Among the risks identified by the report is a likely increase in the use of professional money-laundering services. These use a variety of methods, including those that do not require the physical movement of cash or goods.

“Criminals who have previously relied on self-executed money laundering schemes may now be seeking the help of PMLs,” the report said.

The widespread lockdowns resulted in a significant surge in e-commerce. Because of people’s limited ability to move funds and goods during the pandemic, “illicit actors are turning to e-commerce as a money-laundering tool”, the report said.

Criminals can use fake digital storefronts that look like legitimate merchants. They may also use “pass-through companies” or “transaction laundering” – illicit businesses using a legitimate merchant’s platform to process illicit payments.

“This is referred to as ‘money laundering of the digital age’, which is extremely difficult for financial institutions to detect,” the report added.

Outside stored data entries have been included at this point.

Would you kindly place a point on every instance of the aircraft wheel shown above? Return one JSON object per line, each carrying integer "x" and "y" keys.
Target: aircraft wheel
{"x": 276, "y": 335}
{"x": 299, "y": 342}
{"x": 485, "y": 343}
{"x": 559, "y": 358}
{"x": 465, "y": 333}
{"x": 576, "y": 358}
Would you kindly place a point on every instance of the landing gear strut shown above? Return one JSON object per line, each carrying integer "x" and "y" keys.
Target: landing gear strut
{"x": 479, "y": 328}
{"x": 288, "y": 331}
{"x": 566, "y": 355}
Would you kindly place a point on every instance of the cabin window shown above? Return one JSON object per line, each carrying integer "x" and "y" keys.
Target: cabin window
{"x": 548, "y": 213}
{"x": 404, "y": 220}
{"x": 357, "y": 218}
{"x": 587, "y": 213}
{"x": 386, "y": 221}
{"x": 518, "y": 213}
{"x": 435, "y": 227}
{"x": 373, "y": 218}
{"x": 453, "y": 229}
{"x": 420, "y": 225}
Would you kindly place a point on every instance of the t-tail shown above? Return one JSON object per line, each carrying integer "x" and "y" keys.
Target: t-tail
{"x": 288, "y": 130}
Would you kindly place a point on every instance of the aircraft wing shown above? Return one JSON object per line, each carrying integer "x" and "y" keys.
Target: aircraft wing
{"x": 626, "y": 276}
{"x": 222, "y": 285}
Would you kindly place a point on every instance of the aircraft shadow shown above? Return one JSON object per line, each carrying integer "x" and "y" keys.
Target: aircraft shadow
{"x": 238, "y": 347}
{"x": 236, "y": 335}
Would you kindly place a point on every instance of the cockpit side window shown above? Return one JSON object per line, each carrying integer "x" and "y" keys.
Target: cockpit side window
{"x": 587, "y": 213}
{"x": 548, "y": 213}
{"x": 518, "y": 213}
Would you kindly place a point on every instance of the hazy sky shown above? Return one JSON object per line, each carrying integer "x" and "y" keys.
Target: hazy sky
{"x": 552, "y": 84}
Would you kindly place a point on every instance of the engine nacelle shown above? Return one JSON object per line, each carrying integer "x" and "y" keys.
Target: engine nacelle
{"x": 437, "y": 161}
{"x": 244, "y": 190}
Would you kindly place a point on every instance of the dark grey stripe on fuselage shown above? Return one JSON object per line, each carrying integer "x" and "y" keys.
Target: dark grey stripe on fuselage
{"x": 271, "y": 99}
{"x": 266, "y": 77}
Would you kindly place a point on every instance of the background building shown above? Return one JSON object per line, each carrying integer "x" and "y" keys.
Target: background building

The Central Bank said that the number of “money-mules” used to launder ill-gotten funds also increased, which is a direct result of financial distress.

The use of virtual currencies may also be intensifying during the Covid-19 pandemic, as criminals earning virtual currencies illegally would ultimately look for ways to convert third-party proceeds into cash or other assets.

Other Covid-related risks include increased and unexplained cross-border fund flows to high-risk jurisdictions, terrorist organisations looking to raise funds under the guise of Covid-related relief activities, online exploitation of impoverished or financially distressed communities, and forced labour.

This report is part of our ongoing efforts to address money laundering and terrorist financing-specific trends and typologies emerging from the Covid-19 pandemic in the financial sector

Khaled Balama, Governor, CBUAE

“Citizenship by Investment schemes offered by countries located in the Caribbean region pose potential financial-crime risks to the financial sectors in the UAE,” the report said.

“Although CBI schemes may be pursued for legitimate purposes, in particular visa-free access to the EU, the UK and other countries, CBI schemes pose corruption, sanction, money laundering and tax-evasion risks.”

The growing reliance on technology and remote working models have also exposed digital vulnerabilities, because phishing attacks, hacking, malware intrusions and fraud stemming from potential information breaches containing personal data, are on the rise.

“This is an important factor to address where documents containing confidential customer and/or financial information are shared between staff via a distributed work environment,” the report said.

“Organisations should prepare for possible business disruption and proactively assess their cyber-hygiene practices followed by their remote workforce, enterprise-wide.”